The lab is basically open 24 hours.
The instruments have been running day and night."
Dr. Scott Boyd and his team developed this test,
and now they're ramping up quickly.
They've just received a new shipment of robots
called ELISA Instruments.
Soon, the team hopes to process
at least 4,000 samples a day.
They use controls to validate their tests,
so they know it works.
The positive controls are from coronavirus patients
at Stanford, and the negative are
from healthy blood donors, taken before coronavirus
jumped to humans.
Out of 200 people, the results for a few may be inaccurate.
But this kind of test is among the best we have.
You can see the controls here in the left column
of each assay plate.
Once the plate finishes processing,
you can see a yellow color in the patient samples
that have antibodies.
The darker the color, the more antibodies there are.
"But just measuring the total quantity doesn't tell you
all the information you'd like to know.
The question is, does somebody likely have immunity.
The answers are not yet as clear."
Only some antibodies actually fight or neutralize
the virus.
So the next step for researchers
is to identify those ones.
Then, how much of those neutralizing antibodies
are needed to block the virus and prevent re infection?
"So we're also now working on developing a neutralizing
anybody test that would allow us
to test a lot of patients in the hospital,
and also health care workers."
That neutralizing antibody test,
which Dr. Boyd hopes to have ready by the end of May,
will give a better sense of who is actually immune.
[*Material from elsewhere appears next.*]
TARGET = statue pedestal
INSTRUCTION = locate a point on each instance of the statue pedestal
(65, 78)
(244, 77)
Remember Heidi from earlier?
Well, we watched her sample go through the process.
"Coronavirus."
And now her results are in.
"Not detected."
All right, so what did the results say?
"Negative.
Negative COVID and negative serology, unfortunately.
But it's a good thing, right?
It can still be good.
Today's really my only safe day,
because I go back to work tomorrow.
So I feel pretty safe that I can go over, see
my mom without a mask.
I don't think she's got the ability
to survive a disease like this,
so I've had to be very careful.
I haven't seen her face.
She hasn't seen my face without a mask on since like,
the beginning of March.
I'm negative."
"What?"
"Yeah."
"Yay!"
"You get to take your mask off, at least for today.
Come out here."
"Oh my goodness.
I'm so happy."
"I missed you."
"I missed you.
Oh, I haven't had a hug forever.
Oh, I'm so happy.
O.K. Bye bye, sweetheart.
Bye bye."
"All right.
Bye bye."
"Thank you."
Jamshid's results are the same as Heidi's
"So I do not have the antibodies, which is great,
because it means PPE works, which is fantastic.
I've definitely been in multiple rooms
with people with known COVID, and I've been wearing PPE.
And I'm glad that I was at a place
that I didn't have to reuse or recycle my PPE."
Preliminary data is starting to show
that Heidi and Jamshid's negative antibody results
are representative.
"Hi, Romey."
In places like the Bay Area that haven't been hard hit,
only a small fraction of people
are testing positive for antibodies.
"You know, where I go to the grocery store, I get it.
I go to work again, I get it.
It's out there, so I'm still going
to take the same precautions.
I'm going to still wear a mask."
But these tests are a first step towards understanding
immunity.
Just having antibodies is not a free pass.
"Hopefully if someone's positive,
it doesn't give a false sense of security.
I still think that everybody needs
to protect themselves just the way that we currently are."